Theresa May is battling to get her Brexit Withdrawal Agreement backed by the Commons on the day that was scheduled to see Britain quit the EU.
MPs will vote again this afternoon on half of the deal in a bid to extend the leave date to May 22. The Prime Minister has split the legally binding treaty segment of her Brexit deal from the declaration on future relations with the EU.
However, she still faces an uphill struggle as key Government allies the DUP have joined with Labour leader Jeremy Corbyn in saying they would vote against the move. This is despite Mrs May promising to quit as leader if her deal goes through.
If the PM cannot get it over the line, the EU has said it needs to come back with something new or risk crashing out without a deal on April 12.

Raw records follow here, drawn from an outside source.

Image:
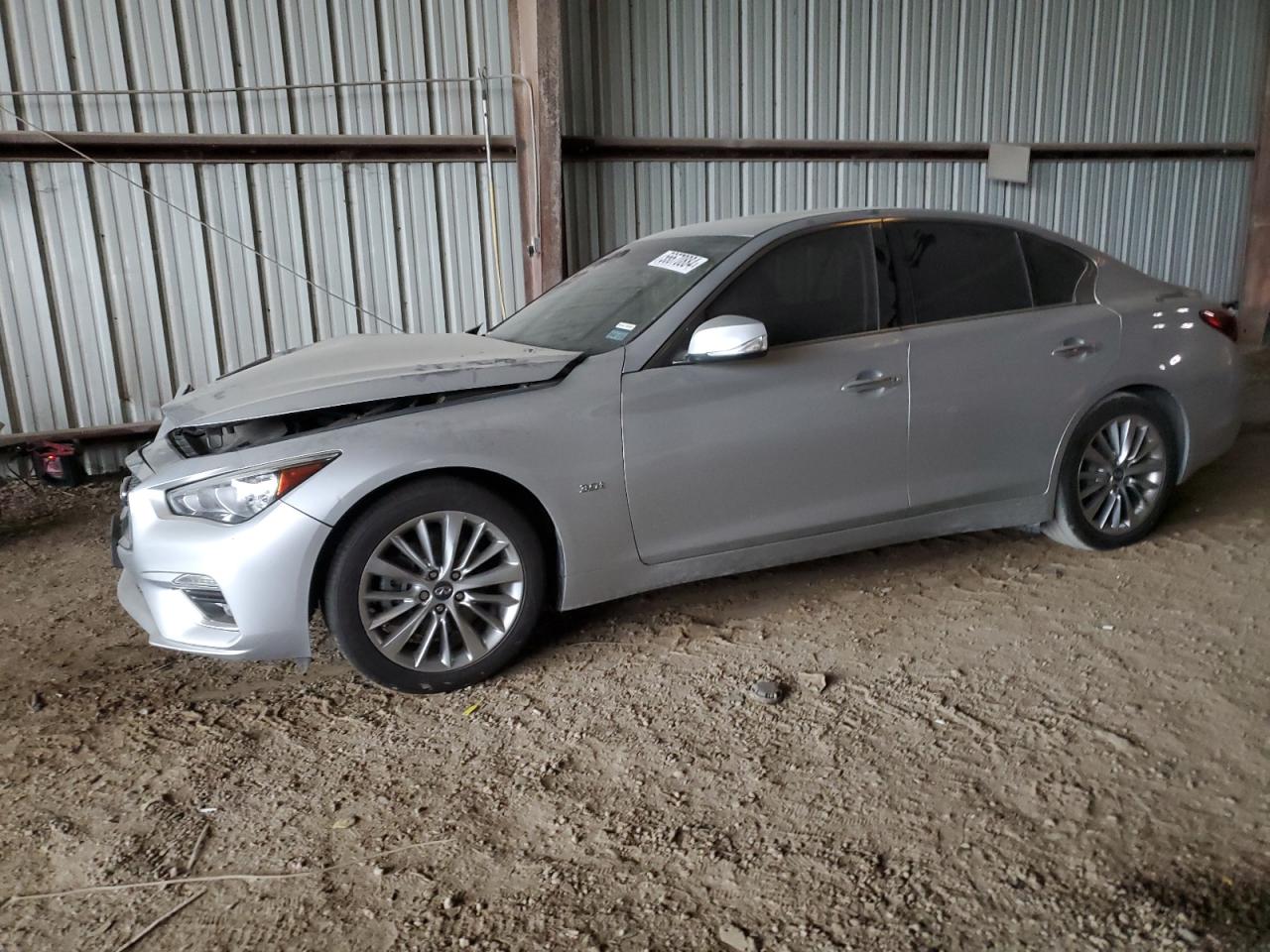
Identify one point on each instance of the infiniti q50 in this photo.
(708, 400)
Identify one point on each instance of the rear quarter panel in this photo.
(1165, 344)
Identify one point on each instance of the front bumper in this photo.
(263, 566)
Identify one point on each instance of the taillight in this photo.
(1220, 320)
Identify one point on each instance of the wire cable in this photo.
(193, 217)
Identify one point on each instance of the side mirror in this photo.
(728, 338)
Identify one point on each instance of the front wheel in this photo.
(439, 585)
(1116, 475)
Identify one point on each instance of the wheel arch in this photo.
(509, 489)
(1173, 409)
(1159, 397)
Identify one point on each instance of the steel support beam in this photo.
(617, 149)
(1255, 298)
(536, 27)
(173, 148)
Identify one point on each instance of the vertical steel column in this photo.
(1255, 299)
(536, 27)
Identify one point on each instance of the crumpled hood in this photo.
(361, 368)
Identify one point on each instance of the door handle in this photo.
(1074, 347)
(871, 381)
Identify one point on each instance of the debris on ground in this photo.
(766, 690)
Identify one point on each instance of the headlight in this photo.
(236, 497)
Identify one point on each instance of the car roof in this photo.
(754, 225)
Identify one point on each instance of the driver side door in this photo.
(808, 438)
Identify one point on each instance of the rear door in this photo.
(1006, 347)
(808, 438)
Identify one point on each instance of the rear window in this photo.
(1055, 270)
(960, 270)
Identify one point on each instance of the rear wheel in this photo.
(437, 587)
(1116, 476)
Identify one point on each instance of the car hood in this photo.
(362, 368)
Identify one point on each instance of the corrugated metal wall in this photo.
(112, 299)
(925, 70)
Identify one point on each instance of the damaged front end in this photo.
(213, 439)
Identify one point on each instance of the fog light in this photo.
(207, 598)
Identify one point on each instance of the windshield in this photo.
(612, 299)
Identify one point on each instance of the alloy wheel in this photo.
(1123, 470)
(441, 592)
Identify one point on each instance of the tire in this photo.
(388, 574)
(1142, 475)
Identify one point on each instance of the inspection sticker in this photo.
(679, 262)
(621, 330)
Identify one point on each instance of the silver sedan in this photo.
(708, 400)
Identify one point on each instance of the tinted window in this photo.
(957, 270)
(813, 286)
(612, 299)
(1055, 270)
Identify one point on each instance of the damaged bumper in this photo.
(239, 592)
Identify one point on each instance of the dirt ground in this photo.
(1017, 746)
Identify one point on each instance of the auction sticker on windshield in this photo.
(679, 262)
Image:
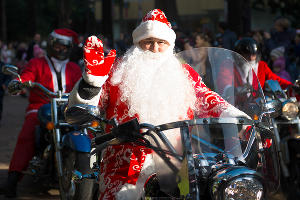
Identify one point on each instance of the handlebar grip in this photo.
(103, 138)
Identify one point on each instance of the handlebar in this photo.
(48, 93)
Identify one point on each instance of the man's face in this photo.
(250, 58)
(154, 44)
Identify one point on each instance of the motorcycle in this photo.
(60, 147)
(225, 157)
(287, 132)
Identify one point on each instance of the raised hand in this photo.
(97, 66)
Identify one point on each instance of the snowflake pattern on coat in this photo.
(122, 164)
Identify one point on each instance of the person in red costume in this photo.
(53, 71)
(249, 49)
(148, 83)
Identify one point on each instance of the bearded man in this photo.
(149, 83)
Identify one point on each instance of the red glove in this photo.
(97, 66)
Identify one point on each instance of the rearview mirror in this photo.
(81, 114)
(273, 108)
(10, 70)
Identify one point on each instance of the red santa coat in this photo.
(263, 73)
(39, 70)
(122, 164)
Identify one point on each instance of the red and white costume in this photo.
(39, 70)
(126, 167)
(263, 73)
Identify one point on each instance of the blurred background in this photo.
(218, 23)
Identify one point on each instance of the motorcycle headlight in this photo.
(290, 110)
(237, 183)
(243, 188)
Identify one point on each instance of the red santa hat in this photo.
(154, 24)
(65, 34)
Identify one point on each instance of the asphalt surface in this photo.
(13, 117)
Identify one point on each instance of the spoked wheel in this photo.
(70, 190)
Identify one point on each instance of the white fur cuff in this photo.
(96, 81)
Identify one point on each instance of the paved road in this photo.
(13, 116)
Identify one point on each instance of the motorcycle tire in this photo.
(84, 189)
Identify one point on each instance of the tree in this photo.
(107, 19)
(3, 20)
(239, 16)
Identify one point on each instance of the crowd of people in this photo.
(154, 42)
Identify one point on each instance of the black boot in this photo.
(9, 188)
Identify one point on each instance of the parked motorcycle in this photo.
(227, 157)
(60, 147)
(287, 132)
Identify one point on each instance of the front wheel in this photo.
(70, 190)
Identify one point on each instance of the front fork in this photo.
(57, 144)
(283, 166)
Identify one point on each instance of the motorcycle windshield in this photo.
(226, 137)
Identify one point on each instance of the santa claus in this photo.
(53, 71)
(148, 83)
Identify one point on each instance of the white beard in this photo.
(154, 85)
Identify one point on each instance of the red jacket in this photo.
(40, 70)
(263, 73)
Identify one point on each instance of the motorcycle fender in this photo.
(77, 141)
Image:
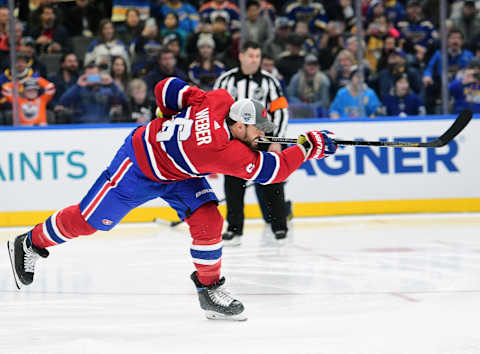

Speaker John Bercow had previously blocked a third attempt by Mrs May to pass her Withdrawal Agreement, citing a 400-year law that prevents the same motion coming back repeatedly.
By splitting her bill into two halves, she has done that and Mr Bercow said it now complies with House of Commons rules. Labour disagree, saying voting on half of it represented a ‘blindfold Brexit.’
Mrs May’s last attempt failed by 149 votes, so she needs to win over 75 Conservative rebel MPs. She cannot rely on the DUP’s 10 politicians, who will not back her because of the Irish backstop issue that they argue will see Northern Ireland treated differently to the rest of the UK.
Mrs May is now hoping to persuade a number of Labour members that if she fails today, Brexit could face years of delay. She has got the backing of a number of hardline Brexiteers in her own party, who say they will back her now she has pledged to stand down.
However, a number of members of the European Research Group (ERG) have refused to budge. If the vote goes in favour of Mrs May today, she will move to a third meaningful vote.
If the motion on the Withdrawal Agreement is rejected by MPs, the UK will have until April 12 to ask for a further extension to Brexit negotiations – which would require voters to choose new MEPs – or leave the EU without a deal.
Some people within Parliament say that means a general election would be increasingly likely to break the deadlock – or a softer version of Brexit in the form of a customs union with the EU could be considered.
Defence Minister Tobias Ellwood said: ‘There are some big challenges here. ‘It’s a key day and probably the last opportunity to get this particular motion across.’
The vote comes on the day that pro-Brexit protesters are set to gather outside Parliament to mark what had been scheduled to be the UK’s exit date from the EU.